Berdasarkan keputusan Gubernur Jatim Nomor 188/30/KPTS/013/2023 dan Nomor 188/31/KPTS/013/2023, tunjangan perumahan Ketua DPRD ditetapkan sebesar Rp 57,75 juta per bulan. Wakil ketua menerima Rp 54,86 juta, sementara anggota biasa memperoleh Rp 49,08 juta. Belum termasuk tunjangan transportasi yang seragam untuk semua anggota, yakni Rp 20,85 juta per bulan.
Artinya, seorang anggota DPRD Jatim bisa mengantongi hampir Rp 70 juta tiap bulan hanya dari dua pos tunjangan itu.
Ketua DPRD Jatim, M. Musyafak Rouf, berdalih semua sudah sesuai aturan. “Yang penting tidak melanggar regulasi,” ujarnya, sembari menyebut pihaknya masih menunggu arahan dari Kementerian Dalam Negeri soal evaluasi tunjangan dewan.
Namun suara publik berbeda. Pengamat politik Universitas Wijaya Kusuma Surabaya, Sucahyo Tri Budiono, menilai tunjangan jumbo ini kontraproduktif dengan kinerja wakil rakyat. “Kritik yang muncul mencerminkan kekecewaan masyarakat. Kinerja DPRD belum menunjukkan keberpihakan nyata untuk kepentingan rakyat,” katanya.

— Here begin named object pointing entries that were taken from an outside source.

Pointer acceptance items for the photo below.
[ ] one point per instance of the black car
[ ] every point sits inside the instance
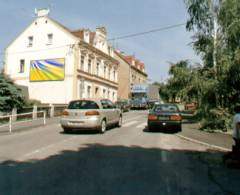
(139, 104)
(123, 105)
(165, 117)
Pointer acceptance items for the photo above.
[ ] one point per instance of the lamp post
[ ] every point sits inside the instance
(81, 87)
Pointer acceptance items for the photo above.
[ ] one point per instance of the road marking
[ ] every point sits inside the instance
(204, 143)
(47, 147)
(129, 123)
(142, 125)
(134, 118)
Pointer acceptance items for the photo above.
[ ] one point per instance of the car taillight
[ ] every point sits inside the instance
(152, 117)
(65, 113)
(175, 118)
(91, 113)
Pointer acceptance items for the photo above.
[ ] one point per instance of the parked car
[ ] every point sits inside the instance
(165, 117)
(139, 104)
(90, 114)
(123, 105)
(151, 103)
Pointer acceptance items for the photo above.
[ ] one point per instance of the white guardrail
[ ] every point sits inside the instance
(13, 119)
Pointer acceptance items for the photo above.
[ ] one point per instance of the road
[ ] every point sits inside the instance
(126, 160)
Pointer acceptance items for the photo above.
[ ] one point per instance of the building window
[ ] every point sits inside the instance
(97, 69)
(22, 66)
(104, 93)
(114, 75)
(109, 73)
(50, 38)
(30, 41)
(113, 96)
(96, 91)
(82, 62)
(89, 65)
(89, 91)
(104, 72)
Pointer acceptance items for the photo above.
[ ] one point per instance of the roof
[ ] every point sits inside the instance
(128, 60)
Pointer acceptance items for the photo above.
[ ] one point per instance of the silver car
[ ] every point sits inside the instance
(90, 114)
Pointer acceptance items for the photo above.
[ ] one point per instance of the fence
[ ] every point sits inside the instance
(10, 120)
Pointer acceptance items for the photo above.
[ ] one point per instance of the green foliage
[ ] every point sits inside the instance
(217, 118)
(10, 96)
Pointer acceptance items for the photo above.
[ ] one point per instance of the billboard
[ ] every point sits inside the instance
(47, 70)
(139, 88)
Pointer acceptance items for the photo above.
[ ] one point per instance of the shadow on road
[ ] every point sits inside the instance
(87, 131)
(101, 169)
(165, 131)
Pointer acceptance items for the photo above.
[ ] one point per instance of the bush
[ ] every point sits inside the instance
(217, 119)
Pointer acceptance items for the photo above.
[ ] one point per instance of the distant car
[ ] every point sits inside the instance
(89, 114)
(139, 104)
(123, 105)
(151, 103)
(165, 117)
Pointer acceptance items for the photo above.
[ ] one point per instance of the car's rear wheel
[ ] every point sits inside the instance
(103, 126)
(179, 128)
(67, 130)
(119, 124)
(150, 128)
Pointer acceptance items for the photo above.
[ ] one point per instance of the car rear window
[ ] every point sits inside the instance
(165, 108)
(83, 105)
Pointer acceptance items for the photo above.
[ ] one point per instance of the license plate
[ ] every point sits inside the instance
(163, 118)
(75, 123)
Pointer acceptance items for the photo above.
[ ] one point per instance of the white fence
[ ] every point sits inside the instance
(10, 120)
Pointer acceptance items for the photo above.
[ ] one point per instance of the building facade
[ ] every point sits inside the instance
(131, 72)
(58, 65)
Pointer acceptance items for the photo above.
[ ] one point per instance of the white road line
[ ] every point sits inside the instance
(47, 147)
(142, 125)
(130, 119)
(204, 143)
(129, 123)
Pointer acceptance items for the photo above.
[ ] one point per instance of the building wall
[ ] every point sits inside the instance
(61, 47)
(93, 83)
(137, 77)
(124, 78)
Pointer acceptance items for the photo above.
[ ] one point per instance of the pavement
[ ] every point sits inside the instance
(126, 160)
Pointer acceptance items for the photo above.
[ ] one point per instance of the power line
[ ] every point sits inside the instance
(36, 50)
(147, 32)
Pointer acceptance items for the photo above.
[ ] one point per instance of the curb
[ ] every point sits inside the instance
(205, 144)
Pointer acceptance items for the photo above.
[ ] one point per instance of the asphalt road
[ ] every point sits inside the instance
(126, 160)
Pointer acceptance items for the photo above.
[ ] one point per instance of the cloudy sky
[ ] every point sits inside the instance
(120, 17)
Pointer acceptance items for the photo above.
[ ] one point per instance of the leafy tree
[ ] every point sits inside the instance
(10, 96)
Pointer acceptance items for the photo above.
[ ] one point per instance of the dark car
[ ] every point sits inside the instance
(139, 104)
(165, 117)
(123, 105)
(151, 103)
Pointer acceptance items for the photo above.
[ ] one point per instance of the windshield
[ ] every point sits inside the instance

Sorotan juga datang dari regulasi nasional. Peraturan Pemerintah Nomor 18 Tahun 2017 menyebut tunjangan rumah hanya diberikan jika anggota dewan tidak memiliki rumah dinas. Faktanya, tunjangan tetap cair meski kebutuhan fasilitas riil kerap dipertanyakan.
Gelombang kritik menguat di media sosial dan jalanan. Mahasiswa dan aktivis turun ke jalan, menuntut transparansi dan penghematan anggaran. “Rakyat masih susah, DPRD pesta tunjangan,” begitu salah satu spanduk protes.
Seiring membengkaknya anggaran belanja aparatur, tuntutan publik agar DPRD Jatim melakukan penyesuaian semakin keras. Jika tidak, sorotan tajam soal legitimasi dewan akan terus bergulir.